A blog about stuff I do, find interesting, or want to blab about..

Python Min Heap and Comparators

You know what really grinds my gears?!? Not being able to easily create a min heap in Python 2.7.

Actually its not that bad. But it would be nice if you could specify a Comparator or something similar like Java. For example, check the TreeSet Class. The constructor takes an object the implements the Comparator interface which means that it acts like the Python magic method cmp.

This is awesome because you can easily specify how you want to compare the objects in your heap. Normally you probably just want to compare objects against one another. This makes sense in 90% of situations. However, in my super awesome DHT project I needed to keep a list of the top N number of nodes I had recieved from my queries in order.
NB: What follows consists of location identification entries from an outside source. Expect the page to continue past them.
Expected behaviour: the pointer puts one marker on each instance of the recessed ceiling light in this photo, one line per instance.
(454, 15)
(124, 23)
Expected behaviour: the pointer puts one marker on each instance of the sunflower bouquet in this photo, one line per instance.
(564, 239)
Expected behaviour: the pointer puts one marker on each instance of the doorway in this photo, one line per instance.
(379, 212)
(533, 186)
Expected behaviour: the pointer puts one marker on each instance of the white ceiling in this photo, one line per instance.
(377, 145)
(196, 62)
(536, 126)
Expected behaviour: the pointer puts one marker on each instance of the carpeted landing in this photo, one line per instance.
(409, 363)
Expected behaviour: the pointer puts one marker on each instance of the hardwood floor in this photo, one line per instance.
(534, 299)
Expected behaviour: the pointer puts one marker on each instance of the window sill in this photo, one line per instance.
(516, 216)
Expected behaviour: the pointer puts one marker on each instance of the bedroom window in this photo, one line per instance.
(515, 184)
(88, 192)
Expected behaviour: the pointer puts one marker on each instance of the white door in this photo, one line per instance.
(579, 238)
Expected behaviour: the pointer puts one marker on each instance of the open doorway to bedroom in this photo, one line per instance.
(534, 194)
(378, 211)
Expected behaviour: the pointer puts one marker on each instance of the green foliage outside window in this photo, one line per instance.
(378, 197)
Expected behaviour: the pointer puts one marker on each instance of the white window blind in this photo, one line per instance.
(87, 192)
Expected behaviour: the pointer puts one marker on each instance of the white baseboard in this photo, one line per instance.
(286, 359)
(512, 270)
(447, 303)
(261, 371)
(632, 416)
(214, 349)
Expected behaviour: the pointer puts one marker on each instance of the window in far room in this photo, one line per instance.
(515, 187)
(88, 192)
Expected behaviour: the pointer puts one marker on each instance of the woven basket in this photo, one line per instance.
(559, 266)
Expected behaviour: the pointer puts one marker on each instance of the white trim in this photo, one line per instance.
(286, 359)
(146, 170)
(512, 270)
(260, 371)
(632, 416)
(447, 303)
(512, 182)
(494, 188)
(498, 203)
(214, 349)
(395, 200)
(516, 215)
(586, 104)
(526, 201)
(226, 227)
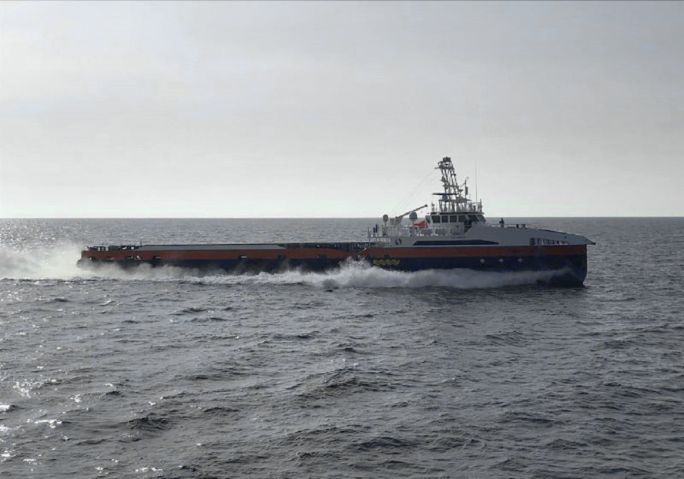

The order I needed was from smallest to largest DHT Distance deom myself to them.

In the Kademlia DHT the distance between two nodes is calculated by XORing each ndoes id. Therefore, to find which of two nodes is closest to me I need to compare each nodes id after xoring it with my own.

The first idea that comes to mind is to just override my DHTPeer objects cmp method however that wouldn’t make sense in any other sitaution when I wanted to comapre two peers.

In order to get around this I settled with using tuples.

I simply heappush a tuple of the metric (DHT distance) I want ot sort on and the object I really want to keep track of in the first place. This way I don’t need to mess with the object I want sorted in my heap and I can sort whichever way I want.

Here is an example of how I am using it:

#Part of a class from my project
class NodeListHeap(object):
    CONTACT_LIST_LENGTH = 5
    def __init__(self, dht_node_id):
        self.dht_node_id = dht_node_id
        self.node_heap = []

    def push(self, dht_peer):
        heappush(self.node_heap, (dht_dist(self.dht_node_id, dht_peer.id), dht_peer))

The first argument of heappush is the heap you are pushing on and then the second is the value. Since the comparison of tuple first compares the first value in the tuple the dht_dist becomes the value that is being compared for the value I want to store(the dht_peer object).